Saucyman – I think I am sick of Thanksgiving food. Any ideas? Don't say hotdish, don't say hotdish, don't say hotdish...

The freezer.

I am guilty about not following my own advice. Rather than freezing the excess for a time when I crave it again, I am just plowing through the leftovers. Between work providing a traditional Thanksgiving meal on Friday and 2 people foisting - a good foisting though - leftovers on me, I have had 8 meals involving turkey & 2 of the 3: pie, potatoes, stuffing, green beans, Brussels Sprouts or cranberries since Thrusday. There has been a little variation - a delicious potpie, a few sandwiches but mostly it has been straight up microwaved. Tonight I am adding okra, shrimp and rice to turkey for a gumbo. Despite the presence of turkey, I am very excited about tonight’s dinner. Very. Excited.

This violates USDA recommendations for not using turkey more than 3 to 4 for days after it has been cooked. That is extremely cautious, I find 6 to 7 days is a good time frame for properly cooked and stored food, especially when it is going to be reheated.

Stuffing though, I am going to agree with the USDA and say after 2 days of storage, it needs to go. Gravy too gets iffy before a week is up. The shorter window for these two has more to do with how thoroughly they were cooked and how quickly they were stored, rather than some intrinsic fault. Pie is generally the first thing to go, so you don't have to worry about it lasting more than a week. Wild rice should be frozen after 5 days. Potatoes can make it for a week – also easily frozen, though the consistency is never quite right after thawing. Veg are pretty much useless after 5 days or after they have been reheated once.

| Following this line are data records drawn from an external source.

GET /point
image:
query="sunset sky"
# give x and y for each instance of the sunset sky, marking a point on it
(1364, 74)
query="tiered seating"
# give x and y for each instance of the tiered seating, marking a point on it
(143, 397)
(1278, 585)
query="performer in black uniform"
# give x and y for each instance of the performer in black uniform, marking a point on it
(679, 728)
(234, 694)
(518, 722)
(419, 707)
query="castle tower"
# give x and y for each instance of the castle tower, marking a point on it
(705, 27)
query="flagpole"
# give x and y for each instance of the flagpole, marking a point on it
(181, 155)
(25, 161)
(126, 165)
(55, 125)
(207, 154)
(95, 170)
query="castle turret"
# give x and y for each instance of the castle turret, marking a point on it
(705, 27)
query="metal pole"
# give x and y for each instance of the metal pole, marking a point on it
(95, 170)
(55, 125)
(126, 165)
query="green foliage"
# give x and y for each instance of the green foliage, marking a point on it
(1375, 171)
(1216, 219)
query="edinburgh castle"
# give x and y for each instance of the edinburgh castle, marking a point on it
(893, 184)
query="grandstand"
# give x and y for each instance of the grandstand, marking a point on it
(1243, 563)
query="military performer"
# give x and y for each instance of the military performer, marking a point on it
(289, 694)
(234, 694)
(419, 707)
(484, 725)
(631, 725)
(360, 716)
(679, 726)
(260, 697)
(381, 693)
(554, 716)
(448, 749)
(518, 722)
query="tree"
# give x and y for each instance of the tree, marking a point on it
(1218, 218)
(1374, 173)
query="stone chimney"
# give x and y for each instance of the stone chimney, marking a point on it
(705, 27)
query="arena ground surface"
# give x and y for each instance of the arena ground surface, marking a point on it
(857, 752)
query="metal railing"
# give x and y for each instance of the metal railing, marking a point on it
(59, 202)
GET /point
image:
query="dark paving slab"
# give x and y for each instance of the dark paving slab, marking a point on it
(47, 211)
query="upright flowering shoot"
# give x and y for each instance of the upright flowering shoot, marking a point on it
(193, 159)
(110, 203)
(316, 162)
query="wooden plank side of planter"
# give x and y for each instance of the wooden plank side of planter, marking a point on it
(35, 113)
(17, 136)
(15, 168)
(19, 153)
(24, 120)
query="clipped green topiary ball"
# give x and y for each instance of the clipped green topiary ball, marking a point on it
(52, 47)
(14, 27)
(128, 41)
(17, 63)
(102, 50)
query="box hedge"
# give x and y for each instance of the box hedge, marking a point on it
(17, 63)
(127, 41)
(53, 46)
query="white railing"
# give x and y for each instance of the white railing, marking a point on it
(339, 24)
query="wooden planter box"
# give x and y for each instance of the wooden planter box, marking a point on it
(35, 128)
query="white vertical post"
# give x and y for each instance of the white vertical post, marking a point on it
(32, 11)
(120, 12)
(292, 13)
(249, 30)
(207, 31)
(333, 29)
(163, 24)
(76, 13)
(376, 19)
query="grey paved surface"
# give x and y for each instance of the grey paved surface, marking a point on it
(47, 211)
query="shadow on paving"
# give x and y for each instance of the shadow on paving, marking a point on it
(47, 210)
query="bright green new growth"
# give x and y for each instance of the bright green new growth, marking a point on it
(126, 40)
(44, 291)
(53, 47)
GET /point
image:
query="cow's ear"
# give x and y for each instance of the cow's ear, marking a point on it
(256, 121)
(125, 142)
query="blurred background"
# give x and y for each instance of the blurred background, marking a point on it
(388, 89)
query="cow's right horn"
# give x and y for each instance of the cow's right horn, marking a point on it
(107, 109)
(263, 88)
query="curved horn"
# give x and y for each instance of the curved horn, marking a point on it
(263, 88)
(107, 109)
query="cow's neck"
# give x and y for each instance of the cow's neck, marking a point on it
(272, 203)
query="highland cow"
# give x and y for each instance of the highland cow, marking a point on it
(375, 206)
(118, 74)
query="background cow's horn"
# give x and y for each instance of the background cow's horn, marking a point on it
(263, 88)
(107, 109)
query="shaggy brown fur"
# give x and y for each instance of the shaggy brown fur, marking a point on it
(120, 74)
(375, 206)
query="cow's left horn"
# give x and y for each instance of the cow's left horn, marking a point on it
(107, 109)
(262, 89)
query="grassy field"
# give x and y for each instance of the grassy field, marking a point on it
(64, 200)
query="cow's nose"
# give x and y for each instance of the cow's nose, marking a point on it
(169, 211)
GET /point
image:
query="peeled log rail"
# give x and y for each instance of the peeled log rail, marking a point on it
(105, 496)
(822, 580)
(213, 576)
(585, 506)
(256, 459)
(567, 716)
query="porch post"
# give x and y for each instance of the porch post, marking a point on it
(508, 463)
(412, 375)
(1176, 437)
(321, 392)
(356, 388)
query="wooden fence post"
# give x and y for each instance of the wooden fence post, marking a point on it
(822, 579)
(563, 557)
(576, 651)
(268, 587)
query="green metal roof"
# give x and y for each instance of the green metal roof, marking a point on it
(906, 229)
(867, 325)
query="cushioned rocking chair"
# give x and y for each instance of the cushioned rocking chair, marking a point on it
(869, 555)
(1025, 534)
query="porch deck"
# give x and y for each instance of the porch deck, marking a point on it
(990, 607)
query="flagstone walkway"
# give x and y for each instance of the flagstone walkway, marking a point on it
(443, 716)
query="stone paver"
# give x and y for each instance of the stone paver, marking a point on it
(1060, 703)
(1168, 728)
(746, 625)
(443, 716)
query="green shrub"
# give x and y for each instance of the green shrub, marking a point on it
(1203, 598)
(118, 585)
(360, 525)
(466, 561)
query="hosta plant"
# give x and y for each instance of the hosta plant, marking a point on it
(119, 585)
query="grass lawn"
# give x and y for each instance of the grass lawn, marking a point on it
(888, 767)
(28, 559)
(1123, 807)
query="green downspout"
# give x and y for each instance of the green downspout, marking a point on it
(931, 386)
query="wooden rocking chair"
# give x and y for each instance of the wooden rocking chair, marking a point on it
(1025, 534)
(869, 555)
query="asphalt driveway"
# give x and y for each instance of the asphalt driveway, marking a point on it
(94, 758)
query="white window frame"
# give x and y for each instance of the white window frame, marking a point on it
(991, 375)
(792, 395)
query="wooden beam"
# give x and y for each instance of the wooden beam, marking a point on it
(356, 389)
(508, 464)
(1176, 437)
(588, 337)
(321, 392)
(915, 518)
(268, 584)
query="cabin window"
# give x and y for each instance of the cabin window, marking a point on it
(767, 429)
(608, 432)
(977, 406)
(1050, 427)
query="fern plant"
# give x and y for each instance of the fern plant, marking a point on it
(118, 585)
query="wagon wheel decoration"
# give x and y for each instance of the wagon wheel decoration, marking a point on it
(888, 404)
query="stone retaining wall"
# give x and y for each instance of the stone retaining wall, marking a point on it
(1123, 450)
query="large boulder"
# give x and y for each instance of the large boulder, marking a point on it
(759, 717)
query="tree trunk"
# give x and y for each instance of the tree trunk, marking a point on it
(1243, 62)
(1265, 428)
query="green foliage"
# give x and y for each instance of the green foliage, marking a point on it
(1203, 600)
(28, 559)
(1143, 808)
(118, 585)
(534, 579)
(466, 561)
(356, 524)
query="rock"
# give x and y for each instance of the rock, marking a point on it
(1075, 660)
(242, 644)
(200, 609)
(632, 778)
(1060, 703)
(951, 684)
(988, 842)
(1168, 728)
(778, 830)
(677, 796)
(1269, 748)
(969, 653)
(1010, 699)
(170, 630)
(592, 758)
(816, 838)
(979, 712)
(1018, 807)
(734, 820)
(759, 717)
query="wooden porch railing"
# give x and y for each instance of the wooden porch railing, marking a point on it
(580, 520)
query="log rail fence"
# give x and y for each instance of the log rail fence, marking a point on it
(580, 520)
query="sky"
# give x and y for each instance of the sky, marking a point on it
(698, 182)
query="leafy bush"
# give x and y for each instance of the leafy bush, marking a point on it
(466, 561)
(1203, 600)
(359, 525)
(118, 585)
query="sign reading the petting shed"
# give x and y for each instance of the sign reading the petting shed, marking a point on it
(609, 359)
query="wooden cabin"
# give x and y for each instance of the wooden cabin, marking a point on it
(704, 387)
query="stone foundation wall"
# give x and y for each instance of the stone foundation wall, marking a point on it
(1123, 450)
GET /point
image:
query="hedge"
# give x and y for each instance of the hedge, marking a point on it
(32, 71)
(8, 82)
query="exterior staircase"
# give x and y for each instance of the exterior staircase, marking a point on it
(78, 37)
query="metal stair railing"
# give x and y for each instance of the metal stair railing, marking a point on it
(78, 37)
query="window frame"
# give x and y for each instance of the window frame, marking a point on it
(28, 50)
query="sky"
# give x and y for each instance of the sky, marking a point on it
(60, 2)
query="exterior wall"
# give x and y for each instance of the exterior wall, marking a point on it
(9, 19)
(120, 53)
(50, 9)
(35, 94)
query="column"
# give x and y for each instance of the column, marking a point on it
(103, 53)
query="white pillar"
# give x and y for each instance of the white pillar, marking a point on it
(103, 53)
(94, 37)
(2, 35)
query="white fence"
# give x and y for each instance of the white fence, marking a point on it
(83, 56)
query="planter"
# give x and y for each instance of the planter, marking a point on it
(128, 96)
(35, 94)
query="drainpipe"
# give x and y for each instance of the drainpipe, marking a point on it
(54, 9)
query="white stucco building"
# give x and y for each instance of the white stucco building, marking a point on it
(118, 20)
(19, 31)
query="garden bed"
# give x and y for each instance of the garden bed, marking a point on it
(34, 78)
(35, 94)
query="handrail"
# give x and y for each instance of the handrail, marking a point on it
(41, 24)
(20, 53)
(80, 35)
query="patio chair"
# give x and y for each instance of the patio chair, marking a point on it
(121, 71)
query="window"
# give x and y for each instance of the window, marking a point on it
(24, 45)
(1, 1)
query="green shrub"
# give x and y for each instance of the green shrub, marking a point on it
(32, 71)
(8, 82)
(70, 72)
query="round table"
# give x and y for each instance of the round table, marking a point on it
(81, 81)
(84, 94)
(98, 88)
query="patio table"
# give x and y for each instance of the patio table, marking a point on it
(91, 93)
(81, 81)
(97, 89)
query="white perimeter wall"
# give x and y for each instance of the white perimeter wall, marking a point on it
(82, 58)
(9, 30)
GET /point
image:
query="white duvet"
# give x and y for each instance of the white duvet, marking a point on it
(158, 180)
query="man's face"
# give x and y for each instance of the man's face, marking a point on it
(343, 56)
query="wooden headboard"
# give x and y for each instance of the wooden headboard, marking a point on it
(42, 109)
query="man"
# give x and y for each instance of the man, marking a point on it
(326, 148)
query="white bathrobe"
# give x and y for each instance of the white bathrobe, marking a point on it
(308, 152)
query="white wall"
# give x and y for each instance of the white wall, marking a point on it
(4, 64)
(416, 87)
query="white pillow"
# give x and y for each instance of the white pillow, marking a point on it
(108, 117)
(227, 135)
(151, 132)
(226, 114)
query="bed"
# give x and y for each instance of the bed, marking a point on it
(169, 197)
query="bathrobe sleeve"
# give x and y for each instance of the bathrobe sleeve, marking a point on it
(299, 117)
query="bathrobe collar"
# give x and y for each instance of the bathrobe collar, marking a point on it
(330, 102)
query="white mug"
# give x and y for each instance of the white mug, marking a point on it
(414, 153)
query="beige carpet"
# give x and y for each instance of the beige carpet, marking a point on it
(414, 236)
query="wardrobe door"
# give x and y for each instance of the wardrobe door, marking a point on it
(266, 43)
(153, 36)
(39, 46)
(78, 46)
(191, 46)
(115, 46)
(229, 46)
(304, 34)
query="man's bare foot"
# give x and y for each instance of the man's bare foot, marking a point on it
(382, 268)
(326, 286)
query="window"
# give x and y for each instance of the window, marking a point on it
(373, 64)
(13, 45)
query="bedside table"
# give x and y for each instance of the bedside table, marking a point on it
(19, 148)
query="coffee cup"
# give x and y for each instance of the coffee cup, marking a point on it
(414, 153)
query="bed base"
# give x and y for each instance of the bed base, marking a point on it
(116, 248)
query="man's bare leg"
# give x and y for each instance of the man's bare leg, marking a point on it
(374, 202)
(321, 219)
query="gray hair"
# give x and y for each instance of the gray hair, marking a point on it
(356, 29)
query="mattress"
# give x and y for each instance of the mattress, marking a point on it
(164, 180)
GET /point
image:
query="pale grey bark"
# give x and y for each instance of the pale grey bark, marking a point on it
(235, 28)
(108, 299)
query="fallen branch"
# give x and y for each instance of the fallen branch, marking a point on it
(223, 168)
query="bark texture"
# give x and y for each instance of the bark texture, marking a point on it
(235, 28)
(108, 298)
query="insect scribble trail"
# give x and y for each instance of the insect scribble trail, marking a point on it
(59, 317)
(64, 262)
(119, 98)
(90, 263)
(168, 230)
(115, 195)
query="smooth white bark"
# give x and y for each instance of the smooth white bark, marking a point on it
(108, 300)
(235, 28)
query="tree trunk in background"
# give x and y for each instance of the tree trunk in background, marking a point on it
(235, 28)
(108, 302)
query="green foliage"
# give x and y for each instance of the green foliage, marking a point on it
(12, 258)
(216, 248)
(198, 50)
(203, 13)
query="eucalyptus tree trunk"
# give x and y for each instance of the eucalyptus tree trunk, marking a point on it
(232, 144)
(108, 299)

Despite government advisories to the contrary, there is still time to use the meat and bones from the turkey. Slice the meat from the bones, place in your favorite storage container and freeze – it will keep 3 months. The bones can be easily turned into stock: Place in a stockpot with an onion, 2 carrots and a couple ribs of celery, bay leaf and thyme. Cover with water and simmer for 90 minutes to 2 hours. Strain and freeze. Turkey stock is a little more pronounced than chicken stock and a cook might want to avoid using it in risotto, polenta or any recipe that calls for chicken stock. While turkey stock isn’t so good in delicate dishes, it does make for good soup. Two quarts of stock, ¾ cup of wild rice, carrots and celery – maybe a few mushrooms added to a handful of the leftover turkey makes for a nice December - baby it is cold outside meal.

Everyone gets so excited about turkey dinner leading up to Thanksgiving Dinner, wondering out loud why they don’t have it more than once a year. Then 5 days of leftovers coupled with unique interpretations like tetrazzini, ala king, curry - people are so sick of turkey and its variations, it takes 11 months to forget. BTW–none of the above have to be bad things, all I’m saying is how often do you tetrazzini, ala king or curry something at home? If you want to use leftovers, they shouldn’t carry the stamp of out of the ordinary/utility, especially when you are a little tired of the ingredient going into the meal. Leftovers should be used in ordinary meals. Around the Saucyhouse that means enchiladas, soup/stew and tonight’s gumbo, which I think I mentioned, I am very excited about.